RSV Management

RSV Management

RSV MANAGEMENT

Respiratory syncytial virus (RSV) causes annual outbreaks of respiratory illnesses in all age groups. RSV season starts in the fall and peaks in the winter, but the timing and severity of RSV season in a given community can vary from year to year.

 

RSV infection can cause a variety of respiratory illnesses in infants and young children. The most common presentation in children is a cold-like illness, but lower respiratory infections such as bronchiolitis and pneumonia can also develop. Severe disease most commonly occurs in very young infants. Children are considered high risk if they have any of the following underlying conditions: prematurity; infants, especially age ≤6mos; age ≤2yrs with chronic lung disease or congenital heart disease; immunosuppression; neuromuscular disorders, including difficulty swallowing or clearing mucus secretions. Adults with RSV infection usually present asymptomatic or with mild symptoms. Symptomatic presentation is usually consistent with an upper respiratory tract infection (rhinorrhea, pharyngitis, cough, headache, fatigue, fever). Risk factors for severe illness in adults include: older age, especially age ≥65yrs; chronic lung or heart disease; immunosuppression. RSV can also exacerbate chronic medical conditions such as asthma, COPD, and CHF.

 

This chart includes prophylactic therapies for RSV, such as vaccines and monoclonal antibodies, and an antiviral for the treatment of RSV infection.

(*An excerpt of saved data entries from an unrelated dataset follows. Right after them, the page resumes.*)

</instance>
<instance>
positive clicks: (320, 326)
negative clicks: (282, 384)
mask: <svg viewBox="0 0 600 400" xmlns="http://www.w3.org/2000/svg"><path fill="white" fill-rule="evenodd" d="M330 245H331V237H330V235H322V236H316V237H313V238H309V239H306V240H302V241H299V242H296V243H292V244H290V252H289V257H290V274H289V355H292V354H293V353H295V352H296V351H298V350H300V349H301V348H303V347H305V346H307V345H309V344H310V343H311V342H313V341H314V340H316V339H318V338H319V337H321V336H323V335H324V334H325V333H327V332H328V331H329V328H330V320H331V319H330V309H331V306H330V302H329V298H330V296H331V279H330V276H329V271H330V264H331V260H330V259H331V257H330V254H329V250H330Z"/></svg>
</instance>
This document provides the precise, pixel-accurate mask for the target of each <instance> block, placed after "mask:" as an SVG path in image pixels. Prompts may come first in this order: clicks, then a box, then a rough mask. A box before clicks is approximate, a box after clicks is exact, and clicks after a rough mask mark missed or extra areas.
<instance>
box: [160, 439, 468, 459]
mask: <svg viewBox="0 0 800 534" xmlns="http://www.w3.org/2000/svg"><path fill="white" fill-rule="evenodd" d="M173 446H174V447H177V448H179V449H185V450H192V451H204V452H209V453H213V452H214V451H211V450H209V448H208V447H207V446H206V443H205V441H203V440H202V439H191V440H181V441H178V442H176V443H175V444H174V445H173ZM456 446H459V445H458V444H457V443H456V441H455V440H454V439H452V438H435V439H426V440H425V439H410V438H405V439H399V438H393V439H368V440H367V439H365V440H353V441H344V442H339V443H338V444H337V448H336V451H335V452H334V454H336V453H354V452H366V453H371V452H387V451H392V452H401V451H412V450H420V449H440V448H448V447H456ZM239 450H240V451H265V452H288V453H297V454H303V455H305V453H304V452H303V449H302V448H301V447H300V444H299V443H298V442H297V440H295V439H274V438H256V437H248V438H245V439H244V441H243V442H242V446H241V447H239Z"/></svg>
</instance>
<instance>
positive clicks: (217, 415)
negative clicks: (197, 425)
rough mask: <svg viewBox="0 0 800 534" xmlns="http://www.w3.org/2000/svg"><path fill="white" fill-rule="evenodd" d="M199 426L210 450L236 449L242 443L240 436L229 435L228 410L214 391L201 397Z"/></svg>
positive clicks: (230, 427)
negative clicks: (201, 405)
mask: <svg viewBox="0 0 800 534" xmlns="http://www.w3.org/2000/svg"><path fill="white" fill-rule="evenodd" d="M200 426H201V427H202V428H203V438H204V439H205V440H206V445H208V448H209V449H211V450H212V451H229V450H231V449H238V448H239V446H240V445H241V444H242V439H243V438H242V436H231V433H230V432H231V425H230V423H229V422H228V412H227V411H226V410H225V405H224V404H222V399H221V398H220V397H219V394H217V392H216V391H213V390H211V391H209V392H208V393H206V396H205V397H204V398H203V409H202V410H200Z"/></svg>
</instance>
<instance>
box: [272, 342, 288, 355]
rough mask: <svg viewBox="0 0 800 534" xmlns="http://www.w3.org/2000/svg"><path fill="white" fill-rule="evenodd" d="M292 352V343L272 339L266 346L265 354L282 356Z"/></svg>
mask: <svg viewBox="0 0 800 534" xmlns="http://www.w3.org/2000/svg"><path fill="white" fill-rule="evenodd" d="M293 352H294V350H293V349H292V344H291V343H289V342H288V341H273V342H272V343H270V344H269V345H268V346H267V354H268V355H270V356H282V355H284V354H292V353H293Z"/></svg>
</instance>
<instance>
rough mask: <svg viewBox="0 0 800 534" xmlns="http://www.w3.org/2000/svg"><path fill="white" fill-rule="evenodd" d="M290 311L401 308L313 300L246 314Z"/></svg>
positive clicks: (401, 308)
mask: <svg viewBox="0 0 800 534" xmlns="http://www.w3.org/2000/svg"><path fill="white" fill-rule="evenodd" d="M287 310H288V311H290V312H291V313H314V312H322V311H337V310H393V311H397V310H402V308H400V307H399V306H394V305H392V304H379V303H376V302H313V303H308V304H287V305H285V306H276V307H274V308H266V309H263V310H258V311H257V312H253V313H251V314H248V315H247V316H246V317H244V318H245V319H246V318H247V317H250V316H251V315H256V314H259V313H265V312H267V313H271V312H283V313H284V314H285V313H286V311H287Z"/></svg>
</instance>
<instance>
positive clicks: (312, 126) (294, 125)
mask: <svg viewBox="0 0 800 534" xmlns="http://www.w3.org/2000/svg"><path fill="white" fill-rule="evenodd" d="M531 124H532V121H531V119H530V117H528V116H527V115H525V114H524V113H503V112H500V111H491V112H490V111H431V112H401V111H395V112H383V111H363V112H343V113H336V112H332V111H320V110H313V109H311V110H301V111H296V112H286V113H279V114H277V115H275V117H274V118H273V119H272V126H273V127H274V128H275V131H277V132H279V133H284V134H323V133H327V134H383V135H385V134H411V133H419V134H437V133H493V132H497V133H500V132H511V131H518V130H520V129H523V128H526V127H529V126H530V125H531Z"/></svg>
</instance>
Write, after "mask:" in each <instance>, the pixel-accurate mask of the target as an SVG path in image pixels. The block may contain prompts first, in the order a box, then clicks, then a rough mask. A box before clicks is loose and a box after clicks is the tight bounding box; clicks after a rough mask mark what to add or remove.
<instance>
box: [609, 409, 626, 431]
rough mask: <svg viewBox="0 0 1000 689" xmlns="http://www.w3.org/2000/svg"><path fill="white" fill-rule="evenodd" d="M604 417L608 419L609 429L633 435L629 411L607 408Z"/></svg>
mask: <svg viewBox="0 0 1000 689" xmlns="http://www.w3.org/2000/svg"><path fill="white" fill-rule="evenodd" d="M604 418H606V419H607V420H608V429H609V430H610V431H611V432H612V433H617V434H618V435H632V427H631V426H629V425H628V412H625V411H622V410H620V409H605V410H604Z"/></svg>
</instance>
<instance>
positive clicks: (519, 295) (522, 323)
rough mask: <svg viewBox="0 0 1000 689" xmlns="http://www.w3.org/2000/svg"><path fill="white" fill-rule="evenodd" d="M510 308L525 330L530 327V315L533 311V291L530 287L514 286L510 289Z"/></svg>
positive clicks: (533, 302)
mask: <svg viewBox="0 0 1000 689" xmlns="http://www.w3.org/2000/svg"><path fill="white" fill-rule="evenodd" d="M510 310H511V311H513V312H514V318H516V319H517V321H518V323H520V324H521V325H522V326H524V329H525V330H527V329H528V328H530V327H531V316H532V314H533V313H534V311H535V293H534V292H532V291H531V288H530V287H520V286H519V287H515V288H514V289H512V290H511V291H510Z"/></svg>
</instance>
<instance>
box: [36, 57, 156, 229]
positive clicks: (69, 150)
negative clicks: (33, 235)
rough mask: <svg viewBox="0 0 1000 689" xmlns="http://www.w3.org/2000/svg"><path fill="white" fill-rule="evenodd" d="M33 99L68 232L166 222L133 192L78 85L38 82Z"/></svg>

Generic Brand Strength Form Dose
PROPHYLAXIS
Vaccines
respiratory syncytial virus vaccine (RSVpreF) Abrysvo

0.5mL

soln for IM inj

Adults: Pregnant individuals (32–36wks gestational age) or ≥60yrs: 1 dose (0.5mL) IM once.
Children: <18yrs: Not established.

respiratory syncytial virus vaccine, adjuvanted (RSVPreF3) Arexvy 0.5mL susp for IM inj

Adults: ≥60yrs: 1 dose (0.5mL) IM once.
Children: Not established.

Monoclonal Antibody
palivizumab1 Synagis 50mg/vial, 100mg/vial liq soln for IM inj

Adults: Not indicated.
Children: 15mg/kg IM once monthly before and during RSV season; start one month prior to RSV season. Cardiopulmonary bypass: give an additional dose as soon as possible after the procedure (even if sooner than a month after the last dose), then monthly thereafter. Divide doses >1mL into 2 inj sites.

TREATMENT
ribavirin2,3 Virazole 6g/vial pwd for reconstitution and aerosol inh

Adults: Not indicated.
Children:
Begin treatment preferably within first 3 days of infection. 20mg/mL as starting soln in drug reservoir for continuous aerosol administration for 12–18hrs/day for 3–7 days.

NOTES

Key:CHF = congestive heart failure; COPD = chronic obstructive pulmonary disease; IM = intramuscular; inh = inhalation; inj = injection; liq = liquid; pwd = powder; RSV = respiratory syncytial virus; soln = solution; susp = suspension

 1 Not established for treatment of RSV disease. Indications for use in pediatric patients include: with a history of premature birth
(≤35 weeks gestational age) and who are ≤6mos of age at the beginning of RSV season; with bronchopulmonary dysplasia
that required medical treatment within the previous 6mos and who are ≤24mos of age at the beginning of RSV season; with hemodynamically significant congenital heart disease and who are ≤24mos of age at the beginning of RSV season.

 2 The American Academy of Pediatrics (AAP) recommends the use of ribavirin to be based on clinical circumstances, patient factors and risks, and in patients with severe disease or those at risk for severe disease (eg, immunocompromised, hemodynamically significant cardiopulmonary disease). They also recommend its use in the immunocompromised or transplant high-risk groups with or without palivizumab.

 3 Contraindicated in pregnancy

REFERENCES

Centers for Disease Control and Prevention. Respiratory Syncytial Virus Infection (RSV): For Healthcare Providers. Accessed June 20, 2033. https://www.cdc.gov/rsv/clinical/index.html.

Eiland LS. Respiratory syncytial virus: diagnosis, treatment and prevention. J Pediatr Pharmacol Ther. 2009 Apr;14(2):75-85. doi: 10.5863/1551-6776-14.2.75. PMID: 23055894; PMCID: PMC3461981.